Trump-Effekt und Margenausweitung
Für die langfristigen Hypotheken spielt das internationale Umfeld eine Rolle. Seit Beginn seiner zweiten Amtszeit im Januar sorgt US-Präsident Donald Trump mit regelmässigen Zollankündigungen für Verunsicherung an den Märkten. «Die Banken und Investoren rechnen mit mehr Inflation und wachsenden Risiken», sagt Adrian Wenger vom Hypothekenzentrum. Das trieb die Nachfrage nach langfristigem Kapital nach oben – und mit ihr die Kosten für Festhypotheken.
Inzwischen haben sich die Märkte etwas beruhigt, aber ein gewisses Mass an Verunsicherung bleibt.
Der zweite Grund liegt bei den Banken selbst: Sie haben ihre Margen erhöht. Das zeigt sich besonders deutlich bei den Saron-Hypotheken. Diese bestehen aus dem SNB-Leitzins plus einem Aufschlag, der die Marge der Bank abbildet. «Der Aufschlag auf den Saron beträgt für Privatkunden derzeit durchschnittlich 1,1 Prozentpunkte», sagt Florian Schubiger, Mitgründer von Hypotheke.ch. Anfang Jahr hatte er noch bei 0,9 Prozentpunkten gelegen. Die Banken geben also die Zinsvorteile nicht mehr vollständig weiter – und sichern sich selbst höhere Erträge.
Regulatorische Bremse
Dass sie sich dieses Verhalten leisten können, liegt auch am schwachen Wettbewerb. «Selbst wer die Konditionen verschlechtert, muss nicht fürchten, dass Kunden abspringen», sagt Schubiger. Derzeit sei die Bereitschaft der Banken, neue Hypotheken zu vergeben, allgemein gering.

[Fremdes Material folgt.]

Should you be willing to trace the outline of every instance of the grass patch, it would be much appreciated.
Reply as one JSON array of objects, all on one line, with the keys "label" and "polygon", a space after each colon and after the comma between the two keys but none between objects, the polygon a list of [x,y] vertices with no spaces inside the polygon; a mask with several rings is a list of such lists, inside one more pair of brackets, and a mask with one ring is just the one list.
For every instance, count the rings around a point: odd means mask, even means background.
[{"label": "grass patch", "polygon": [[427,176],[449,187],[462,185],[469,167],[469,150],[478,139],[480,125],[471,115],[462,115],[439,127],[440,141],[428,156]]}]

Dies wiederum liegt vor allem an der verschärften Regulierung. Seit Mitte 2024 verlangt die SNB von den Banken höhere Mindestreserven. Und mit dem Inkrafttreten von Basel III Anfang 2025 müssen viele Hypotheken mit mehr Eigenkapital unterlegt werden – besonders bei Renditeobjekten oder hohen Belehnungen. Dieses Kapital fehlt nun für neue Finanzierungen.
Im Mai schliesslich meldete sich auch noch die Finanzmarktaufsicht (Finma) und forderte von den Banken eine stärkere Harmonisierung der Kreditvergabe. Sie kritisierte, dass diverse Banken ihre Spielräume bei sogenannten Exceptions-to-Policy (ETP) «übermässig ausnutzen».
All das schafft Unsicherheit. «Die Banken durchleuchten ihre Portfolios und fragen sich, wo die Risiken liegen», sagt Adrian Wenger. «Und wenn man unsicher ist, hält man das Geld lieber zurück – das gilt für Banken genauso wie für Private.»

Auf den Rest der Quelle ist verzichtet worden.